幸い、前回の戦いにおいて散々に翻弄してある。
こちらの正体が割れていない事が、こと戦いにおいてクレバーな彼女に対し
有効に働いてくれれば良いが。



「………ここだ、セイバー」

覚悟を決めたアーチャーはファンネルの影から歩いて出る。
迫る巨大な冬木大橋を上方に見据え、セイバーと対する。

「―――」

傷つき、ボロボロの姿のアーチャーを見てセイバーは僅かに眉を顰める。

「………アーチャーの、サーヴァント。
先日は、何のつもりであのような事をしたのか………理解できないが」

その表情に僅かな戸惑いを浮かべつつも、
アーチャーを睨みつける眼光の強さは変わらない。
―――これは、拙いか?

「―――ク。
さてな、ただの気まぐれという奴だ。
剣の王よ、よもや味方から撃たれるのが好みというわけではあるまい?」
「………戯言を。
何故かは判らぬが、あなたは私の正体を知っているようだ。
ならば―――」



―――ォォォォォオオオオオオオオオオオオオオオオオオオッ!



強い風が吹く。
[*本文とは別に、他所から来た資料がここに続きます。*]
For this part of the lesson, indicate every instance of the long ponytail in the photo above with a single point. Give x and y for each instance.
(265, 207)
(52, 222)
それはハリケーン発生の前兆にも似た暴風。
アーチャーは足を踏ん張り、目を凝らす。

「―――――――――っ!?」



ゴオオオオオオアアアアアッッ――――――!



無論、それは自然に発生した風ではない。
湖の乙女から与えられた精霊魔術―――風王結界。
“剣”を覆い、包み隠していた大魔術の奔流が外界へと溢れ出ているのだ。
セイバーを中心とした暴風はやがて収まっていき、
その手に現れたのは―――黄金の、剣。



「手を抜くつもりは、無い。
我が剣の錆と消えよ―――アーチャー」


星により鍛えられた神造兵装。
誰もが願い望んだ、全てを破る最強の幻想―――。


「―――約束されたエクス勝利の剣カリバー


最も美しく、輝かしい幻想の剣が―――
今アーチャーの目の前で、抜刀された。



家政夫と一緒編第二部その48。
そうして抜かれるラスト・ファンタズム。

最強の幻想はアーチャーへと突きつけられる。
その理想は、何人たりとも打ち破れぬこの幻想を、超えてゆけるのかと。